Love
Love
In Galatians 5:22 and 23 we have a beautiful description of the fruit of the Spirit. How refreshing to read of love, joy, peace, longsuffering, gentleness, goodness, faith, meekness and temperance after hearing the horrible works of the flesh in the verses before. Can you imagine a world without violence, hatred, lies, etc., where everyone only practiced the fruit of the Spirit? It is hard to imagine, isn’t it? But if we could for a moment imagine such a place, we might well call it “A World of Love.”
The works of the flesh are all perversions of love, so they could not exist in this “World of Love.” Adultery, fornication, uncleanness and lasciviousness (sexual lust) are perversions of marital love; idolatry and witchcraft are perversions of the love of God; hatred, variance, emulations, wrath, strife, seditions are perversions of the love of the brethren; heresies are perversions of the love of the truth; envyings and murders are perversions of the love we should have for one another; and drunkenness and revellings are perversions of the love we should have for our own souls.
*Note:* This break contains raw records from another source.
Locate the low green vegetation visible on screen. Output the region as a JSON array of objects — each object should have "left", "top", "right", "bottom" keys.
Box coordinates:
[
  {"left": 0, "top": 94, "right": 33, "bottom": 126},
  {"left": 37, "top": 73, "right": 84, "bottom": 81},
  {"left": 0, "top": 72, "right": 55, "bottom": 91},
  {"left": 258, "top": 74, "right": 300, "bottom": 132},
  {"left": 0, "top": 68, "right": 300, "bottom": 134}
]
But the fruit of the Spirit is love! How refreshing! And all the fruit of the Spirit that follows – joy, peace, longsuffering, gentleness, goodness, faith, meekness and temperance – is a further description of this first and chief fruit we call love.
But perhaps you wonder how this fruit of the Spirit differs from the love shown by many unbelievers. We might think of many heroic and chivalrous instances of love throughout history. You might think of the selfless love of Mother Teresa feeding the orphans in India, the firemen who risked their lives at 9/11, or the natural affection between a mother and her child; in all these cases you might well ask, “Is this not love?”
Well, it is certainly true that these acts, and many others like them, are commendable and praiseworthy. Who could deny that there is love in these acts? Yet there is still something qualitatively different about the love that is spoken about here. This love goes beyond even the most praiseworthy (and they are praiseworthy!) acts of “mere” heroism, chivalry, and natural affection. So what makes this love different? Fundamentally, the great difference lies in the fact that this love in Galatians 5 is the fruit of the Spirit. It is a quality that is implanted, fostered, kept alive, and impelled by the Holy Spirit of God. Therefore, it is not something that any man or woman has by nature. That is why Christ can say to the Jews, people who even loved their temple worship and kept the Levitical standards with meticulous precision, “I know you, that ye have not the love of God in you” (John 5:42).
Indeed, this should give us all pause. We can love many things, yet it can be said to us, “I know you, that ye have not the love of God in you.” So, what does this love look like and how can I know if I have it? Seeing that it is the first and chief fruit of the Holy Spirit of God, the person who has this love in him or her will begin to love the things that God loves and to hate the things that God hates.
The Bible tells us of the things we must not love:
If any man love the world, the love of the Father is not in him. 1 John 2:15
Indeed, it tells us of things we must hate – evil, pride, arrogance, lying and vain thoughts (Prov. 8:13, Ps. 119:113, 163). In a word, while the believer still finds the remains of the works of the flesh in him, he no longer finds the love of these things. If he could, he would be rid of them all!
But spiritual love is evidenced supremely in the fact that it loves what God loves. God loves His people, so, “We know that we have passed from death unto life, because we love the brethren” (1 John 3:14); God loves the place His people worship Him (Ps. 132:13), so, “LORD I have loved the habitation of thy house” (Ps. 26:8). But supremely, God the Father loves His Son. The Father loves him in His Person, so the believer says, “His mouth is most sweet, yea he is altogether lovely” (Song of Solomon 5:16). The Father loves him in his work, so the believer says,
I love the LORD, because he hath heard my voice and my supplications.Psalm 116:1
But this blessed fruit of the Spirit finds its most perfect expression in the work of Christ at Calvary. Here “God commandeth His love toward us, in that, while we were yet sinners, Christ died for us” (Rom. 5:8), and here faith echoes, “I live by the faith of the Son of God, who loved me, and gave himself for me” (Gal. 2:20). When the poor saint recognizes something of the astounding nature of this love to me, such an unworthy sinner, then this impacts how the believer begins to love his enemies. “For if ye love them which love you, what reward have ye? Do not even the publicans the same?” (Matt. 5:46). But Christ says, “Love your enemies, do good to them that hate you” (Luke 6:27). What a message to bring to a world perishing and crumbling with hatred:
But the fruit of the Spirit is love.